Le stesse regole valgono anche per l'umidità: troppa poca e la tua pianta crescerà più lentamente di quanto dovrebbe; troppa umidità e la pianta comincerà a sviluppare delle muffe.
Al primo stadio 60 - 80% di umidità sarebbero perfetti, facendoli diventare sui 40 - 50% una volta che le cime cominceranno a diventare dense con la resina - ed è quando il rischio di muffe è più alto e pericoloso.
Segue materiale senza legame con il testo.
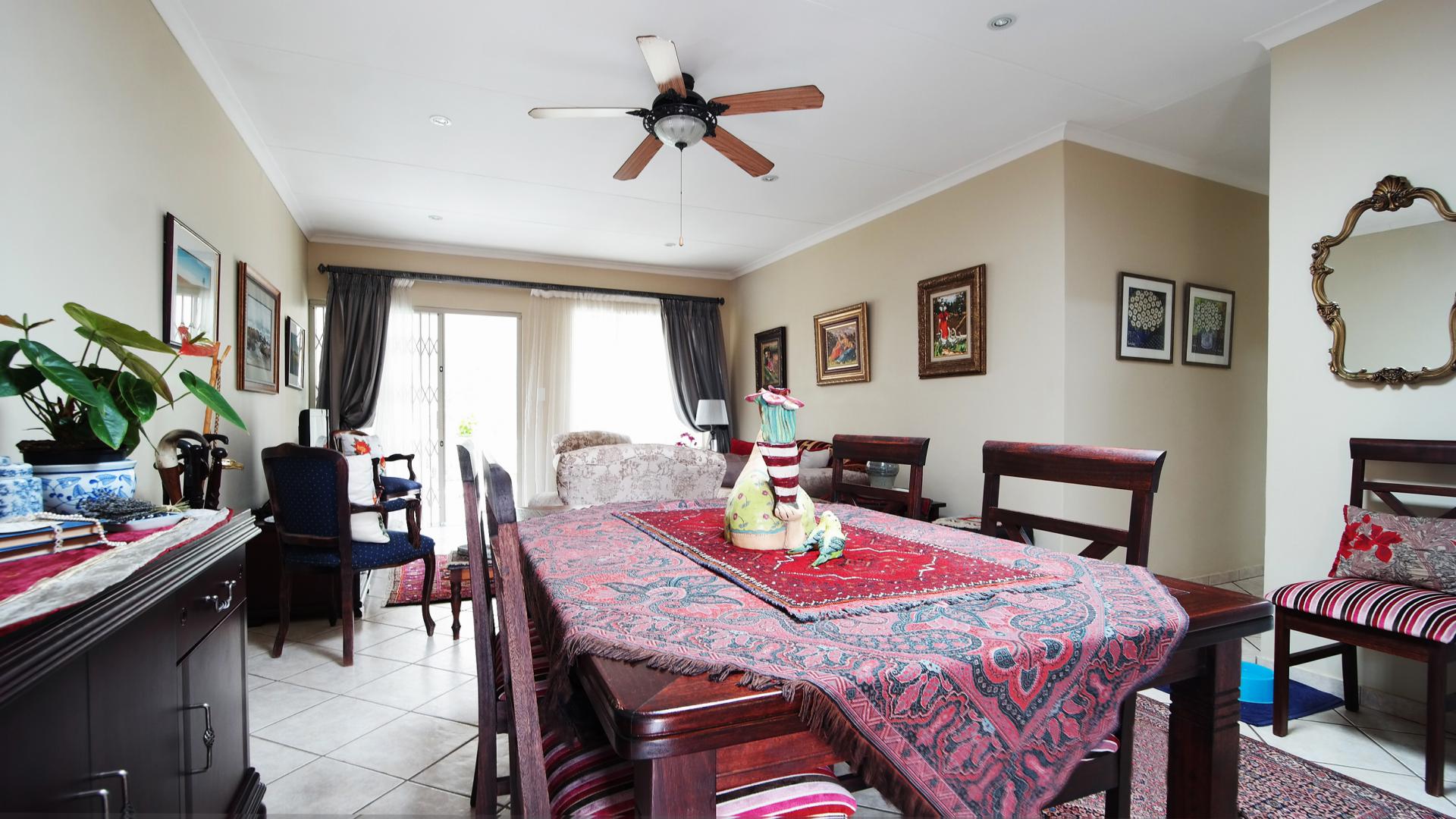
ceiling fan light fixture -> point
(680, 130)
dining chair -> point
(582, 768)
(308, 488)
(1110, 768)
(1394, 618)
(889, 449)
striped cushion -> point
(1391, 607)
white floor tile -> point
(405, 746)
(329, 725)
(410, 687)
(327, 786)
(275, 761)
(411, 799)
(280, 700)
(340, 678)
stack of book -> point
(46, 537)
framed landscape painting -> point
(770, 353)
(256, 331)
(191, 283)
(1145, 318)
(842, 344)
(1207, 325)
(952, 324)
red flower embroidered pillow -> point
(1417, 551)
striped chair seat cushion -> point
(1391, 607)
(588, 780)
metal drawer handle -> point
(127, 812)
(99, 793)
(218, 604)
(209, 735)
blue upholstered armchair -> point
(312, 513)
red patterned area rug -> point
(410, 583)
(1272, 783)
(878, 573)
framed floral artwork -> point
(1145, 318)
(770, 354)
(952, 324)
(842, 344)
(1207, 325)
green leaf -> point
(14, 381)
(120, 333)
(108, 423)
(137, 397)
(212, 398)
(134, 363)
(63, 375)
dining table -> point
(691, 735)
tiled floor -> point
(395, 735)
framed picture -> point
(293, 354)
(191, 283)
(1145, 318)
(842, 344)
(952, 324)
(1207, 325)
(256, 331)
(770, 353)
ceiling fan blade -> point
(739, 152)
(661, 60)
(797, 98)
(644, 153)
(580, 112)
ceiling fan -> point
(680, 117)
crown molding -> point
(514, 256)
(196, 49)
(1299, 25)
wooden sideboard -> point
(147, 678)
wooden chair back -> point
(1398, 450)
(488, 482)
(890, 449)
(1131, 469)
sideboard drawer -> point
(209, 598)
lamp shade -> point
(712, 413)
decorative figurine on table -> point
(767, 510)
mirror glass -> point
(1394, 280)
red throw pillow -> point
(1395, 548)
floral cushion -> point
(1391, 607)
(1417, 551)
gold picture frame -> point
(842, 346)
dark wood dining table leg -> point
(1203, 738)
(679, 787)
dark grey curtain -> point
(353, 347)
(695, 352)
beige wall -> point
(1350, 104)
(1130, 216)
(108, 127)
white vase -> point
(63, 485)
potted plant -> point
(92, 411)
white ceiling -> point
(335, 98)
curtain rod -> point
(447, 279)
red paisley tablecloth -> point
(981, 707)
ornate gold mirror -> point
(1397, 286)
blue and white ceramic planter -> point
(19, 490)
(63, 485)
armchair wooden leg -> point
(284, 602)
(1280, 675)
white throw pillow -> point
(366, 526)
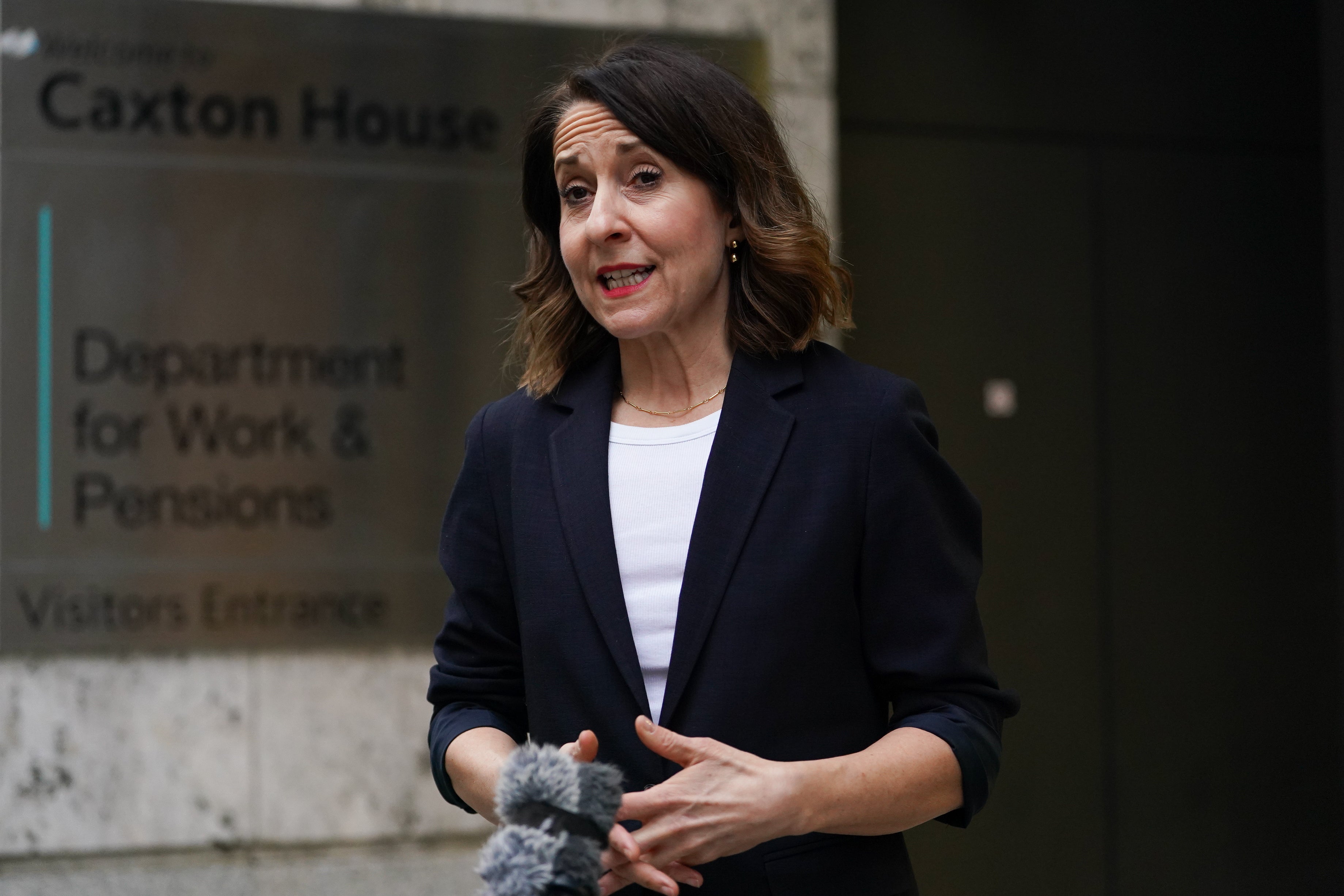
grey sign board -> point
(254, 272)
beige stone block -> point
(809, 131)
(342, 754)
(108, 753)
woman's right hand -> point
(623, 856)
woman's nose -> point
(607, 221)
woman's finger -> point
(609, 883)
(684, 875)
(667, 743)
(582, 749)
(623, 848)
(642, 874)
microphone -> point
(554, 819)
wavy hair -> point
(783, 293)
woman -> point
(694, 512)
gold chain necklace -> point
(678, 411)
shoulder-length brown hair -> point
(784, 289)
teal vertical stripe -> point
(45, 367)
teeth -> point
(630, 277)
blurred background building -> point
(1097, 236)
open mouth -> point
(626, 277)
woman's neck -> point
(671, 371)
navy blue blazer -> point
(828, 597)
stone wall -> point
(245, 749)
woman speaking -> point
(697, 542)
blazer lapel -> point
(751, 440)
(580, 476)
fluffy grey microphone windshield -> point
(553, 813)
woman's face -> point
(644, 241)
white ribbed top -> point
(655, 477)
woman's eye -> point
(574, 194)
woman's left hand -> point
(724, 801)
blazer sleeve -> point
(921, 565)
(478, 676)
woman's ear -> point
(736, 228)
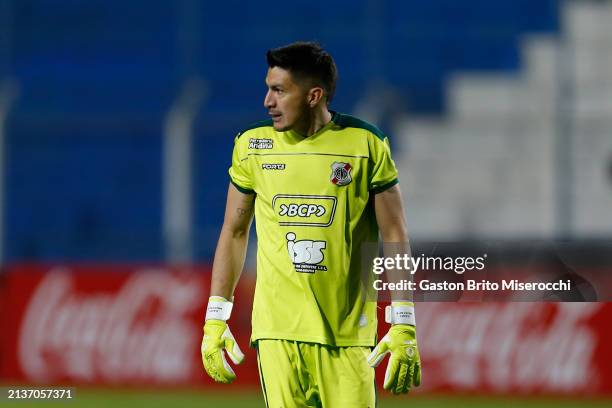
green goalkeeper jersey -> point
(313, 213)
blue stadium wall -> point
(96, 78)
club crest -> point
(341, 174)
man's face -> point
(286, 101)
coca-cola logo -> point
(509, 346)
(141, 332)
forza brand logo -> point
(273, 166)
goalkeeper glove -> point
(404, 366)
(217, 339)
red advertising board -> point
(141, 325)
(111, 325)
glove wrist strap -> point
(218, 309)
(400, 314)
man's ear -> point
(315, 95)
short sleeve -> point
(239, 171)
(384, 172)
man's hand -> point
(218, 340)
(404, 367)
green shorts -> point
(297, 374)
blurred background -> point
(117, 122)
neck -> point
(314, 121)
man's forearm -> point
(229, 261)
(391, 250)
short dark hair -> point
(306, 60)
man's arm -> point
(227, 267)
(232, 245)
(404, 366)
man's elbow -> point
(235, 231)
(395, 233)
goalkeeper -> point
(320, 185)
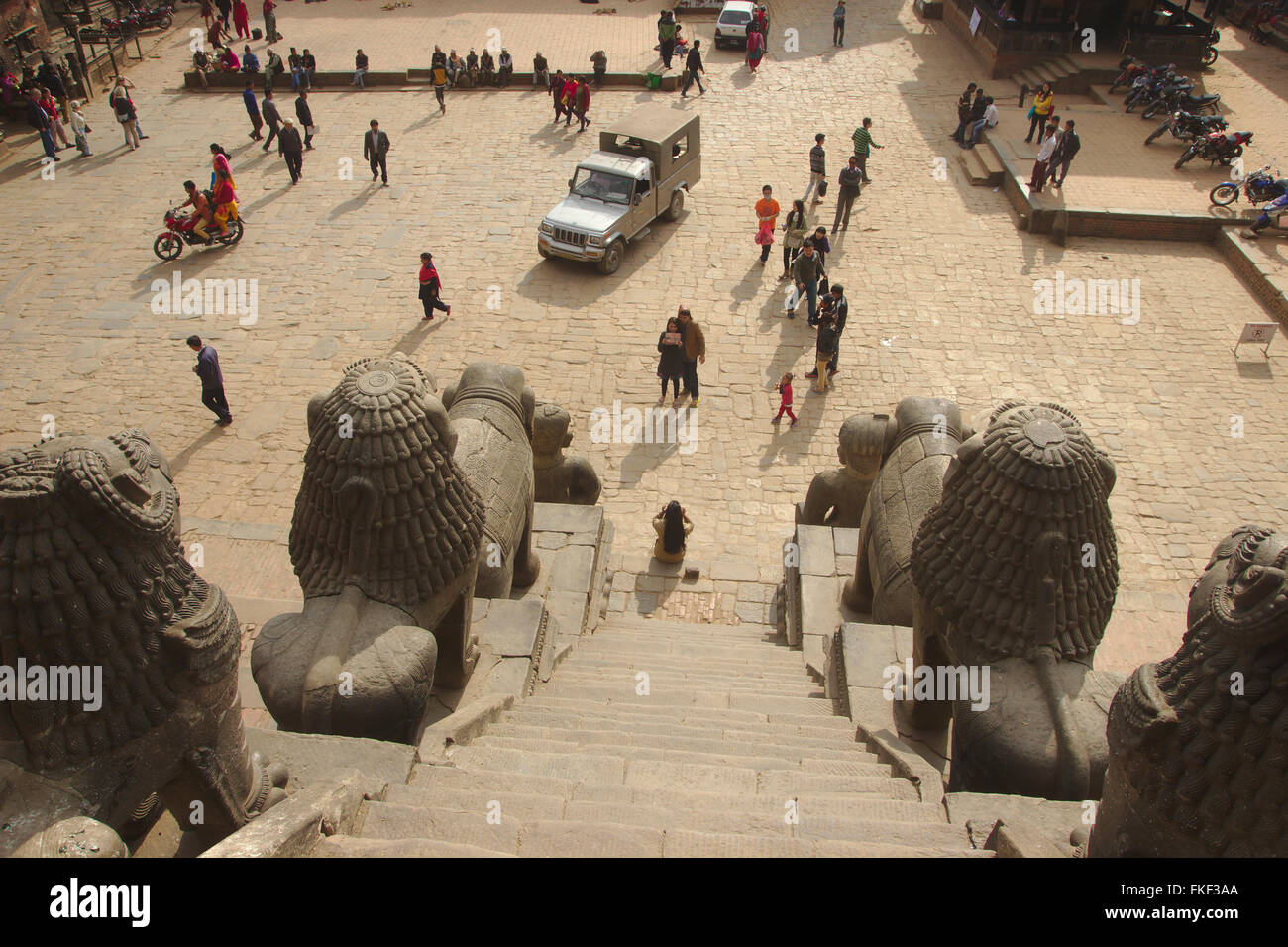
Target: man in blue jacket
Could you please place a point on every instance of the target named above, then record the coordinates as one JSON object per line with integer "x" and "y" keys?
{"x": 211, "y": 380}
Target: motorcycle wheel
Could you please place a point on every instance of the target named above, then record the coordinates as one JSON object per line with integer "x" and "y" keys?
{"x": 1224, "y": 195}
{"x": 235, "y": 231}
{"x": 167, "y": 247}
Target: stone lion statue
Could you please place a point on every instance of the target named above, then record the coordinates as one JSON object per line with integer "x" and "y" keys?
{"x": 1017, "y": 571}
{"x": 95, "y": 592}
{"x": 385, "y": 538}
{"x": 1198, "y": 742}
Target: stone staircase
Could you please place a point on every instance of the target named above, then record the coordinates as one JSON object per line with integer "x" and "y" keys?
{"x": 725, "y": 748}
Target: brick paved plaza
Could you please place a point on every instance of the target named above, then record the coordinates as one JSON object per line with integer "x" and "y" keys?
{"x": 939, "y": 279}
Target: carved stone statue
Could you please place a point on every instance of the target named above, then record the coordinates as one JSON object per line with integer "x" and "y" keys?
{"x": 559, "y": 478}
{"x": 385, "y": 536}
{"x": 120, "y": 677}
{"x": 490, "y": 410}
{"x": 837, "y": 497}
{"x": 1198, "y": 742}
{"x": 1017, "y": 571}
{"x": 919, "y": 445}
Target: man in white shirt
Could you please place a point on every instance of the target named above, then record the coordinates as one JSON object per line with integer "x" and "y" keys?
{"x": 988, "y": 121}
{"x": 1041, "y": 167}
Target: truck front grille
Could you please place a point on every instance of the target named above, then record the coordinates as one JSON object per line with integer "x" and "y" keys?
{"x": 570, "y": 237}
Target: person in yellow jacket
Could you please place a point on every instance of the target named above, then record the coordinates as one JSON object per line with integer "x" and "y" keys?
{"x": 1043, "y": 105}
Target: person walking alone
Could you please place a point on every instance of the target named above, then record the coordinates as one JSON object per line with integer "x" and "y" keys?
{"x": 375, "y": 147}
{"x": 305, "y": 115}
{"x": 271, "y": 118}
{"x": 785, "y": 399}
{"x": 291, "y": 149}
{"x": 694, "y": 65}
{"x": 767, "y": 218}
{"x": 863, "y": 145}
{"x": 253, "y": 111}
{"x": 430, "y": 287}
{"x": 211, "y": 380}
{"x": 849, "y": 187}
{"x": 1064, "y": 153}
{"x": 695, "y": 352}
{"x": 816, "y": 169}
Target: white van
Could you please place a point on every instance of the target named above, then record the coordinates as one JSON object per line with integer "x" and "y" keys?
{"x": 732, "y": 26}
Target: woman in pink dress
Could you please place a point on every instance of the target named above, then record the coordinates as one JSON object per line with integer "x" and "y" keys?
{"x": 241, "y": 20}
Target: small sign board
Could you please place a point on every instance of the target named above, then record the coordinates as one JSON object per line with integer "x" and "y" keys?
{"x": 1257, "y": 334}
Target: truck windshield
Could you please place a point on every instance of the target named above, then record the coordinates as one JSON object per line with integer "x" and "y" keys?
{"x": 613, "y": 188}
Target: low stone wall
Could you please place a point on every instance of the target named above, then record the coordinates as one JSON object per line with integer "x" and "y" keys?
{"x": 400, "y": 81}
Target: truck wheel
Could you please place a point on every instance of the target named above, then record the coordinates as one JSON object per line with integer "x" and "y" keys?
{"x": 612, "y": 260}
{"x": 673, "y": 211}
Ultimo ma non meno importante è il diossido di carbonio (CO2) - il cibo principale di cui si nutre la pianta di cannabis.
Se tieni le tue piante in uno spazio chiuso c'è il rischio di un basso livello di CO2.
Il che abbasserà di tantissimo il livello di crescita della pianta.
Le deficienze di CO2 dovrebbero essere evitate a qualsiasi costo - e in realtà portando il livello di CO2 un pelo più alto di quanto si trova naturalmente nell'atmosfera, cioè a 340 ppm (Parti Per Milione) potrai influenzare positivamente la pianta, portando la pianta a produrre ancor più quantità di marijuana.

Grow Guide

 ...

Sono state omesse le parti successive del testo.